Der Winter hat im libanesischen Bekaa-Tal Einzug gehalten, mit heftigen Regenfällen und nächtlichen Temperaturen nahe dem Gefrierpunkt. Der alleinerziehenden syrischen Mutter Majida stehen harte Monate bevor, denn sie lebt nur in einer notdürftigen Unterkunft. Das undichte Planendach ist mit ausrangierten Autoreifen beschwert-, damit es bei starkem Wind nicht weggeweht wird.

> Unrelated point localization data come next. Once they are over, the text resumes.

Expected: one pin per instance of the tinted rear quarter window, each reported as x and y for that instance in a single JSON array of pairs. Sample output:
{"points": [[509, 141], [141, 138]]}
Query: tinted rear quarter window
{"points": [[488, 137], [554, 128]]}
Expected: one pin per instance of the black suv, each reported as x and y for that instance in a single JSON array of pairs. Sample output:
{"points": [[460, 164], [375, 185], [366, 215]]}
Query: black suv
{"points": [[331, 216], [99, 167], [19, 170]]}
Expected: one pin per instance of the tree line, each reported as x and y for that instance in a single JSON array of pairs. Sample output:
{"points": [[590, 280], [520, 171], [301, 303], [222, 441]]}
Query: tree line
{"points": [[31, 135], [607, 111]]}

Majda und ihre vier Kinder verbrachten einen Großteil des letzten Winters auf feuchten Matratzen. Nach jedem Regenguss versuchten sie vergeblich, sie in der schwachen Sonne zu trocknen. Doch dieses Jahr droht weitaus größere Not, da der Libanon mit einer Wirtschaftskrise zu kämpfen hat, die fast die gesamte Flüchtlingsbevölkerung des Landes in extreme Armut gestürzt hat.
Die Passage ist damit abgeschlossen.